Initial public offerings, with the exception of Lyft (LYFT) , have made remarkable gains in the early days of public investment so far in 2019.
While the adulation is piled onto executives at present, the implications are a bit worrying. First of all, almost none of the names above are profitable and are only engaging investors on a hope that the companies will make money some day.
“Zoom and the other big deal today [Thursday], Pinterest, are taking too much capital out of the market and into these two stocks,” Action Alerts PLUS portfolio manager Jim Cramer warned. “There’s just not enough money chasing hotness. It never ends well even as this could be considered day one of the irrational exuberance of this market.”
With the Nasdaq at all-time highs, it’s a bit reminiscent of 1999.
According to Zacks, 1998 brought 363 new companies to market. In 1999, that roared to an all-time record of 510 IPOs. While we’re not to that level, the amount of money being thrown around on blockbuster deals is comparable.
The percentage of loss-making companies listing shares for the first time has reached tech bubble proportions of about 80% of all IPOs. Bernstein: pic.twitter.com/GK9DuPcvUz
— Tracy Alloway (@tracyalloway) April 18, 2019
From 1998 to the first quarter of 2000, the Nasdaq Composite marked a nearly 400% gain as everyone wanted to get in on new tech companies, regardless of valuations or earnings potential. By the close of 2002, the index was down nearly 80% from its highs. For investors piling in at the index’s peak, it would take 15 years simply to break even.
While I am far from awaiting the IPO apocalypse, the money chasing these new names is demonstrably irrational.
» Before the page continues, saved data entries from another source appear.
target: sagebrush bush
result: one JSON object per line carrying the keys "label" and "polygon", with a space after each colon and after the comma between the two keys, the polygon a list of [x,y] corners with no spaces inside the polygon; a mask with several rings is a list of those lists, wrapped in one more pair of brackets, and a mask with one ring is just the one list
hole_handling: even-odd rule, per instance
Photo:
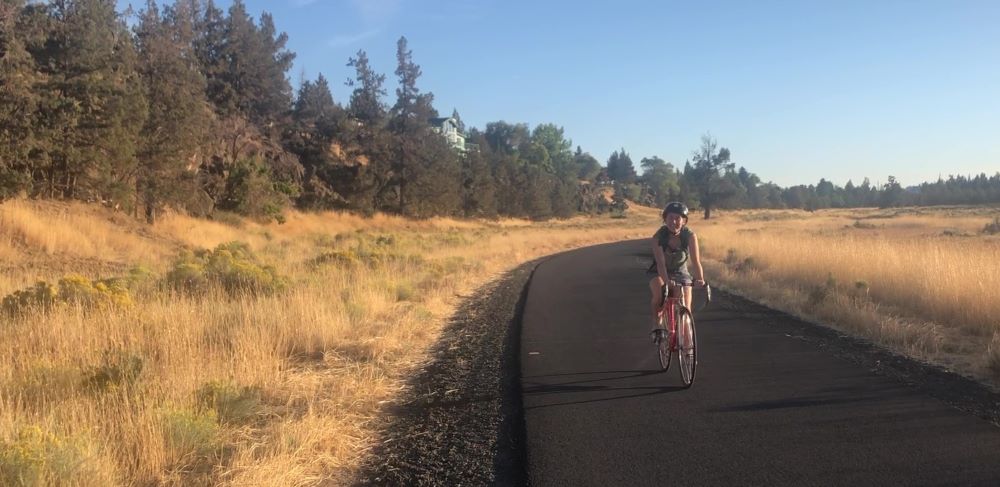
{"label": "sagebrush bush", "polygon": [[195,393],[198,406],[213,411],[223,423],[246,423],[261,410],[261,393],[256,387],[237,387],[222,382],[209,382]]}
{"label": "sagebrush bush", "polygon": [[133,385],[142,374],[143,359],[139,355],[123,350],[106,350],[101,363],[92,366],[84,374],[84,384],[92,390],[106,390],[112,387]]}
{"label": "sagebrush bush", "polygon": [[214,410],[164,408],[160,412],[167,448],[176,459],[212,455],[219,445],[219,422]]}
{"label": "sagebrush bush", "polygon": [[402,254],[399,252],[389,252],[385,250],[355,249],[355,250],[335,250],[323,252],[312,259],[313,265],[333,264],[346,269],[357,265],[368,267],[384,265],[423,265],[425,259],[416,254]]}
{"label": "sagebrush bush", "polygon": [[22,427],[0,439],[0,485],[112,485],[91,450],[83,438]]}
{"label": "sagebrush bush", "polygon": [[837,280],[834,279],[833,274],[827,274],[826,282],[821,286],[813,286],[809,290],[809,295],[807,296],[807,303],[810,306],[819,306],[827,298],[835,295],[837,293]]}
{"label": "sagebrush bush", "polygon": [[993,221],[986,224],[983,227],[983,233],[987,235],[996,235],[1000,233],[1000,217],[994,218]]}
{"label": "sagebrush bush", "polygon": [[126,277],[90,280],[79,274],[70,274],[55,284],[39,281],[34,286],[15,291],[3,298],[3,310],[8,314],[21,314],[27,310],[48,310],[58,304],[93,307],[132,306],[132,289],[142,291],[152,282],[151,273],[143,268],[133,269]]}
{"label": "sagebrush bush", "polygon": [[3,310],[9,314],[19,314],[26,309],[48,309],[57,300],[59,288],[55,284],[38,281],[34,286],[14,291],[4,296]]}
{"label": "sagebrush bush", "polygon": [[204,292],[218,286],[229,294],[272,294],[288,284],[273,267],[258,262],[243,242],[221,244],[214,250],[182,252],[166,281],[178,291]]}

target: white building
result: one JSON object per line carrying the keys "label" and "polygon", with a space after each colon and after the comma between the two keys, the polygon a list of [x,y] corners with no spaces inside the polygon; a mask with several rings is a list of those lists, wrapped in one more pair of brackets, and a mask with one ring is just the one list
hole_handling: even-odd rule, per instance
{"label": "white building", "polygon": [[444,135],[445,140],[448,141],[455,149],[461,152],[465,152],[465,134],[458,130],[458,121],[452,117],[441,117],[432,118],[431,130],[435,133]]}

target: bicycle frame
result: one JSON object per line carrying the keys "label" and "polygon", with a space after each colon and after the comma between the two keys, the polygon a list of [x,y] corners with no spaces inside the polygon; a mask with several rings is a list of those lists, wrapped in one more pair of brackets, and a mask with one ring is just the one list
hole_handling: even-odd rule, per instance
{"label": "bicycle frame", "polygon": [[680,291],[678,296],[671,296],[670,289],[675,287],[677,289],[682,289],[681,286],[670,286],[669,284],[664,287],[663,290],[663,304],[660,305],[660,316],[662,316],[666,322],[666,332],[667,338],[670,340],[670,351],[677,351],[677,306],[684,306],[684,292]]}

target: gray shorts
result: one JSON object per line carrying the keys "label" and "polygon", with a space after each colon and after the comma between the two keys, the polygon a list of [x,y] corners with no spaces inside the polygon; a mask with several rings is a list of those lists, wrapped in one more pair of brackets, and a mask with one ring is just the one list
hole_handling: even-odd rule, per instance
{"label": "gray shorts", "polygon": [[687,266],[681,267],[676,272],[668,272],[667,277],[676,282],[679,286],[692,286],[694,285],[694,278],[691,277],[691,272],[688,271]]}

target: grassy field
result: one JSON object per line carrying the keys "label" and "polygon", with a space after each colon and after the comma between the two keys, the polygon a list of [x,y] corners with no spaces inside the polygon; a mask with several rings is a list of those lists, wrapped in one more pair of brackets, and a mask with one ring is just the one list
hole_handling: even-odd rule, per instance
{"label": "grassy field", "polygon": [[741,211],[693,220],[711,279],[994,385],[996,208]]}
{"label": "grassy field", "polygon": [[655,225],[640,210],[147,227],[6,202],[0,485],[348,483],[463,297],[520,262]]}
{"label": "grassy field", "polygon": [[[996,384],[1000,236],[984,230],[998,214],[690,223],[710,281]],[[531,258],[658,224],[637,207],[550,223],[292,213],[148,227],[6,202],[0,485],[349,483],[463,297]]]}

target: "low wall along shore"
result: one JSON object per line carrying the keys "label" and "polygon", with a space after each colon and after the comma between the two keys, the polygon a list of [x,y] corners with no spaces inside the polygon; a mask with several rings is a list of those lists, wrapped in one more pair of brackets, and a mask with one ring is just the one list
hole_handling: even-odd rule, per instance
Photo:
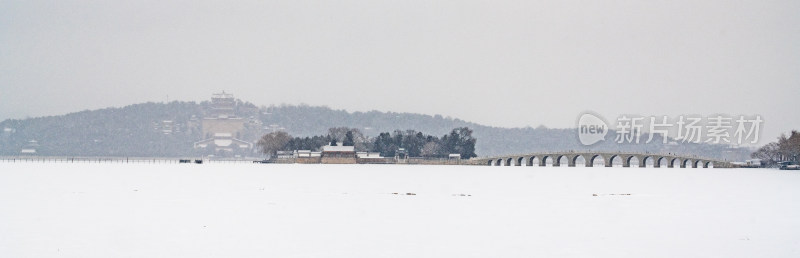
{"label": "low wall along shore", "polygon": [[437,158],[331,158],[331,157],[297,157],[279,158],[270,163],[279,164],[408,164],[408,165],[483,165],[477,160],[437,159]]}

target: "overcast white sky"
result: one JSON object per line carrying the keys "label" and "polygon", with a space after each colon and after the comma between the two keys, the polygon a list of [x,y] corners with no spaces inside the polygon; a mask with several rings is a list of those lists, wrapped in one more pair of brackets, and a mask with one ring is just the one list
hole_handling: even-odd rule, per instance
{"label": "overcast white sky", "polygon": [[800,129],[800,1],[0,1],[0,120],[226,90],[258,105],[571,127]]}

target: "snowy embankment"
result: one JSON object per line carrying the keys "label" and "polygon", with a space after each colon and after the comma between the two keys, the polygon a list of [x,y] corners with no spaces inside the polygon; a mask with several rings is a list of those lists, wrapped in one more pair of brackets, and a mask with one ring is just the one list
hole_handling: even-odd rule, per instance
{"label": "snowy embankment", "polygon": [[800,173],[0,164],[2,257],[800,257]]}

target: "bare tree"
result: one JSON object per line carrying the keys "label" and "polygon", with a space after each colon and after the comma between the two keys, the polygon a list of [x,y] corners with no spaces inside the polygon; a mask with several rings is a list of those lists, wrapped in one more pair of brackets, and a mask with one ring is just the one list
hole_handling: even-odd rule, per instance
{"label": "bare tree", "polygon": [[782,134],[778,137],[778,147],[782,160],[795,160],[800,156],[800,132],[792,131],[789,137]]}
{"label": "bare tree", "polygon": [[350,131],[350,128],[347,127],[332,127],[328,128],[328,135],[337,142],[342,142],[348,131]]}
{"label": "bare tree", "polygon": [[286,147],[292,137],[286,132],[272,132],[261,136],[258,140],[258,147],[262,154],[267,157],[274,156],[279,150]]}
{"label": "bare tree", "polygon": [[761,159],[764,165],[768,167],[773,166],[775,162],[779,161],[780,156],[780,147],[776,142],[768,143],[758,148],[756,152],[750,155],[752,158]]}
{"label": "bare tree", "polygon": [[[347,139],[348,134],[350,135],[350,139]],[[355,146],[356,151],[367,151],[369,149],[369,139],[364,136],[358,128],[328,128],[328,136],[343,144],[347,141],[347,144]],[[352,140],[352,142],[349,142],[350,140]]]}
{"label": "bare tree", "polygon": [[777,142],[770,142],[762,146],[750,157],[761,159],[766,165],[772,166],[778,161],[797,160],[800,156],[800,132],[792,131],[790,136],[782,134]]}
{"label": "bare tree", "polygon": [[422,146],[423,157],[434,157],[439,152],[439,144],[436,142],[428,142]]}

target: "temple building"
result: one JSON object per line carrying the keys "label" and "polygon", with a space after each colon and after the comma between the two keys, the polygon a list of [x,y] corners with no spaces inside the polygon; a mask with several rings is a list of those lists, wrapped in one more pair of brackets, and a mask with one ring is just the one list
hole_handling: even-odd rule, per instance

The most pressing issue stemming from this is the question of just how much more irrational optimism is out there for names like Uber, Slack, Palantir, and possibly Airbnb.
That may force many of these names to front load their listings to make sure they aren’t last to market when much of the money is dried up. They can’t all be winners in that situation. For longer-term investors, not all of them can make money. With valuations in the billions, that’s a lot of money to wipe off the table.
On the other side of this coin, it’s taking capital potentially away from existing tech names as investors chase unicorns. That’s not a good brew for investors in high-tech names who may have lost their shine amid the IPO excitement.
The bottom line is that the getting is good for just about any company heading to market now. But the lack of concern for net losses can’t last forever.